I really liked the RUSScar set up...mayhem...I was going to post a pic but it looks like the site is gone or moved to a new domain name...


----------



## slotcardan (Jun 9, 2012)

........


----------



## slotcardan (Jun 9, 2012)

........


----------



## slotcarman12078 (Oct 3, 2008)

I know what you mean about sticker shock! As far as my multi-million dollar dream, I can't manage to get one number on the powerball or mega millions. It'll probably never get past the dream stage...


----------



## Crimnick (May 28, 2006)

I'm really think low tech anyways...anyone remember this cool ass set?










Notice the low tech alternating lane changers?


----------



## alpink (Aug 22, 2010)

I have that 007 set


----------



## Crimnick (May 28, 2006)

alpink said:


> I have that 007 set


Al pink you glorious bastard!!!!!:thumbsup:

I just found out there were three variations....

Sorry wrong icon meant to be thumbs up...lol...


----------



## slotcardan (Jun 9, 2012)

........


----------



## alpink (Aug 22, 2010)

the Gilbert 007 set can be made to work, but it is a fair challenge. I have assembled complete sets from pieces and parts. the real challenge is getting enough speed up the brick hill and around the left hander to make the jump without the assistance ramp.
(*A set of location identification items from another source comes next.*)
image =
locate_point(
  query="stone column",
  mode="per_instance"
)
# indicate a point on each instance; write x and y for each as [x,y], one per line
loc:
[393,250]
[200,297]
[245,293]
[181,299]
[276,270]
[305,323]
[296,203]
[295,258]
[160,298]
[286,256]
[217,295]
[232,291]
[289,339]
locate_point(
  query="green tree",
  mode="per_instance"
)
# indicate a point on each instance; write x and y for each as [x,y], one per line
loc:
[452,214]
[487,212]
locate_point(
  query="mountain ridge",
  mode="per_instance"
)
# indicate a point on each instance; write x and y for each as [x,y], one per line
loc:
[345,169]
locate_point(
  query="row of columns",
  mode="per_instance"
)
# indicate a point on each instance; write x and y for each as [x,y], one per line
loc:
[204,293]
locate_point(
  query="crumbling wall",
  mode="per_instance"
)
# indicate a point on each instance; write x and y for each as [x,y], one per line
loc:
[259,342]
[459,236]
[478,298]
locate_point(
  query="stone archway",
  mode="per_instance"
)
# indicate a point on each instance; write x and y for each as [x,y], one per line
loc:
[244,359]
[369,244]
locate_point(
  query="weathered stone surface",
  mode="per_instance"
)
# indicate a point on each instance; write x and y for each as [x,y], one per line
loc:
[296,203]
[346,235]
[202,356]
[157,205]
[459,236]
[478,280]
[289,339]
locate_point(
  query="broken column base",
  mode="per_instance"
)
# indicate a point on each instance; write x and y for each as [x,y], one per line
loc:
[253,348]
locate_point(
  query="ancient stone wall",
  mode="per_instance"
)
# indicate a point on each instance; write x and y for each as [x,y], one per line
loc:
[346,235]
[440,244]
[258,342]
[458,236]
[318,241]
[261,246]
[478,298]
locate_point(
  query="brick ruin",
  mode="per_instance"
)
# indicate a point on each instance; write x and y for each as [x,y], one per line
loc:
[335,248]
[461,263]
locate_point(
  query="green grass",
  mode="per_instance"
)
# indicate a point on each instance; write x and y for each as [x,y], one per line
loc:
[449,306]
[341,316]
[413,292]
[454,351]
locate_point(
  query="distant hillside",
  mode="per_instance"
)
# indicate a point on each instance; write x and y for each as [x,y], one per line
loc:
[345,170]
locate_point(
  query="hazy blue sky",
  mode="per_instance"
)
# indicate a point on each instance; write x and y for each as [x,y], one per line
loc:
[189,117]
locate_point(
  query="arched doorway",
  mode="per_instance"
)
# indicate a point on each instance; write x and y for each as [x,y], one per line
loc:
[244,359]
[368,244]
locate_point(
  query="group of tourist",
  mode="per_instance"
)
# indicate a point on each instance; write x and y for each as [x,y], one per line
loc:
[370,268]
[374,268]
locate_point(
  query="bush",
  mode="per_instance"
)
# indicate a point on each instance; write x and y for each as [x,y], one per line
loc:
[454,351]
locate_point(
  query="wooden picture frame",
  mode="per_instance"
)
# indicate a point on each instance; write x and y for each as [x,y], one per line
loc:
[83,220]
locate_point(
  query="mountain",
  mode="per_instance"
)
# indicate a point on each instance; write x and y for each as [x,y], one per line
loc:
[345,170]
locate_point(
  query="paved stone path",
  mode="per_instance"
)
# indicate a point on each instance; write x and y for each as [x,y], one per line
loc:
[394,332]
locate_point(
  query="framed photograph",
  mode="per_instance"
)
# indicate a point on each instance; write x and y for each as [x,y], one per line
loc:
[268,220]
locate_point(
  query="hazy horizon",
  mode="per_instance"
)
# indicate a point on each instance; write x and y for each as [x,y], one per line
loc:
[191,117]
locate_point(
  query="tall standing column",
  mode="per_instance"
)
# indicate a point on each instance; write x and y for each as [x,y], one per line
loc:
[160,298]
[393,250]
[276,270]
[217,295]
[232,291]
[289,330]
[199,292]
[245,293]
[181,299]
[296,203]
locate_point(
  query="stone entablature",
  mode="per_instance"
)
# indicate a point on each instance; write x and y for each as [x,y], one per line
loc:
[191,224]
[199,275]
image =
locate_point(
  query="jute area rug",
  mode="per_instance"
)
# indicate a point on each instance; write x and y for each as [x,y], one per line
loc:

LOL


----------



## slotcardan (Jun 9, 2012)

..........


----------



## alpink (Aug 22, 2010)

12 V DC transformer. the transformer with SEARS on it is nearly as valuable as the whole set. SEARs opted out early and all the boxes had to have stickers placed over the SEARs brand, logos and on the transformers.


----------



## slotcardan (Jun 9, 2012)

.........


----------